Sex and the City, aber bitte queer

Torrey Peters empfiehlt mit ihrem Roman „Detransition, Baby“ das trans*Sein als neue Normalität.

Von Nora Eckert

Nein, es geht überhaupt nicht politisch korrekt zu in Torrey Peters Debütroman. Schonung gibt es schon aus Gründen der Gerechtigkeit nicht. Weder für uns Leser*innen noch für all jene, die sich im Roman zwischen queerer Bubble und großer weiter cis-Welt bewegen. Denn Peters erlaubt sich in menschlichen Fragen unverschämt offen zu sein. Das ist herzerfrischend, sehr oft komisch, dazu intelligent und außerdem politisch unbestechlich, wo immer sie das binäre Weltbild in seiner Lächerlichkeit vorführt und gleichzeitig Kritik an Ritualen und Tabus der trans*Community übt. In ihrem Fall ist es die New Yorker queere Szene, aus deren Fundus sie schöpft. Es ist eine Stadt des „Think big“, in der Horizontverengungen eher selten sind.

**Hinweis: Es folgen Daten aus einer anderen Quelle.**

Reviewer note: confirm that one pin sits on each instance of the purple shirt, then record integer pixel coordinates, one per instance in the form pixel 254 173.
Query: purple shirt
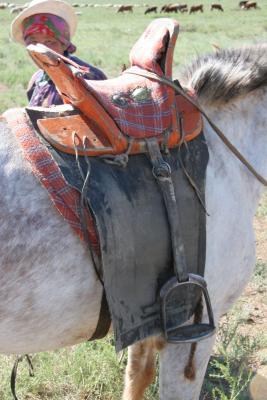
pixel 42 90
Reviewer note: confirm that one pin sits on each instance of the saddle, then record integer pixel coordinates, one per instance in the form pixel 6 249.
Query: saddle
pixel 137 112
pixel 118 115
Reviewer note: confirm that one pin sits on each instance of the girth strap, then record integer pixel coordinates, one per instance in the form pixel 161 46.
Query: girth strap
pixel 162 172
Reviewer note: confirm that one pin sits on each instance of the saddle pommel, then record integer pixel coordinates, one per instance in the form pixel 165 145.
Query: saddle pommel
pixel 126 109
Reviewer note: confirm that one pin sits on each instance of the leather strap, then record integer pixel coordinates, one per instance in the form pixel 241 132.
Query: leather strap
pixel 217 130
pixel 162 172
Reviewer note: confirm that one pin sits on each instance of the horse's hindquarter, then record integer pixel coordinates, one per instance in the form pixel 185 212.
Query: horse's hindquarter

Ihren Roman nenne ich einen literarischen Volltreffer. Er ist wie eine Soap Opera für intellektuell fortgeschrittene Leser*innen, die von schrägen und ebenso perfekt sitzenden Dialogen nie genug bekommen können. Womit wir sehen, Lockerheit ist auch eine Frage der Formvollendung und schließt – ganz wichtig! –Tiefgang nicht aus.

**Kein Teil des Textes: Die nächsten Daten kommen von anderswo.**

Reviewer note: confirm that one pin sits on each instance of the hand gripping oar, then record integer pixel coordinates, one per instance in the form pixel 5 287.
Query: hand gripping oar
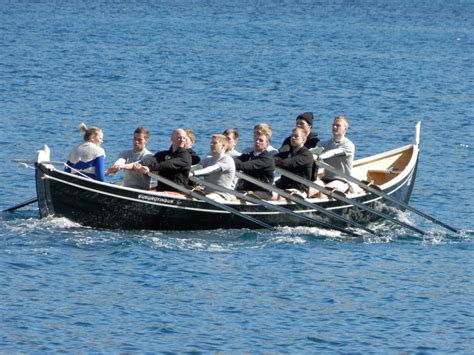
pixel 271 206
pixel 21 204
pixel 208 200
pixel 301 201
pixel 347 200
pixel 384 195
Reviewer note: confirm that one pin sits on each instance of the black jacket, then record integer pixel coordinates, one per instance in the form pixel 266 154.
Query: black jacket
pixel 174 166
pixel 261 167
pixel 311 142
pixel 300 163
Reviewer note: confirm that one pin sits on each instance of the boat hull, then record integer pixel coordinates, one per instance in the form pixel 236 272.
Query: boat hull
pixel 97 204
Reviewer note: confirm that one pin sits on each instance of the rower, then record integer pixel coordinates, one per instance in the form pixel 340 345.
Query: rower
pixel 339 153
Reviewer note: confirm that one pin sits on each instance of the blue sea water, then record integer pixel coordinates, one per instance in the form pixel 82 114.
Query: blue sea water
pixel 217 64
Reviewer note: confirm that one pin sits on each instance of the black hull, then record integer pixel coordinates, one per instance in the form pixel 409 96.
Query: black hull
pixel 102 205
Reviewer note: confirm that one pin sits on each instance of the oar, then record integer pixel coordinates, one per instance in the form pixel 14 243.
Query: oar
pixel 45 162
pixel 301 201
pixel 271 206
pixel 21 204
pixel 209 201
pixel 384 195
pixel 347 200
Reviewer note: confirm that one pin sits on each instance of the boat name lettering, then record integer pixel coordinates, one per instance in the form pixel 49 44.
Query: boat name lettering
pixel 154 198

Das Konzept lieferte „Sex and the City“, und Peters macht daraus eine literarische Studie zum Thema queere Beziehungskisten, angereichert mit dem leicht stachligen Charme der „Golden Girls“ (so meine gelegentlichen Assoziationen) und den politisch geschärften Erkenntnissen der Gender Studies. Ich meine darin eine Botschaft vernommen zu haben oder bilde sie mir auch nur gerne ein: Die Menschheit möge doch endlich trans* werden. Das zwischenmenschliche Chaos wäre sie damit zwar nicht los, aber sie könnte mit ihm dann wenigstens ehrlicher umgehen. Denn darum geht es – um Ehrlichkeit in menschlichen Angelegenheiten. Die Autorin weiß, wann sie die verbalen Blitzlichtgewitter abschaltet, um Raum zu schaffen für die wirklich bewegenden menschlichen Wahrheiten, die freilich immer erst gefunden werden müssen.

Doch der Reihe nach. Im Mittelpunkt stehen drei Personen und die Aussicht auf ein Baby. Die Drei sind drauf und dran, ein neues Familien- und Eltern-Modell zu kreieren: Die Transfrau Reese, die nicht weiß, wie und wo sie ihre Mütterlichkeit unterbringen soll, dann die ehemalige, inzwischen detransitionierte Amy, die jetzt wieder als cis-männlicher Ames lebt, und Katrina, eine schwangere cis-Frau, die sowohl als die Chefin als auch die aktuelle Geliebte von Ames auftritt. Als Ames noch Amy war, hatte sie ein Verhältnis mit Reese, das zwar beendet, aber nie wirklich aufgehört hat. Man bleibt eben an den schönen Dingen des Lebens hängen, ob man will oder nicht, woran auch eine Detransition nichts ändert.

Weil Ames sicher war, nach Östrogen-Vergangenheit und Testosteron-Blockern nicht mehr zeugungsfähig zu sein, wird Katrinas Schwangerschaft zum erklärungsbedürftigen Wunder. Die mittlerweile 39-jährige zukünftige Mutter, traumatisiert durch eine frühere Fehlgeburt, will aber genau das nicht – ein Kind. Und so kommt Ames auf die glorreiche Idee, Reese in die Beziehung als Co-Mutter hinein zu holen. Damit wäre allen geholfen, so Ames Kalkulation: Reese könnte ihre Mütterlichkeit ausleben, während Katrina sich ungestört ihrer beruflichen Karriere widmet, und Ames hätte die neue und alte Liebe unter einem Dach. Bliebe nur noch die Beziehungsfrage zwischen den beiden Müttern zu klären.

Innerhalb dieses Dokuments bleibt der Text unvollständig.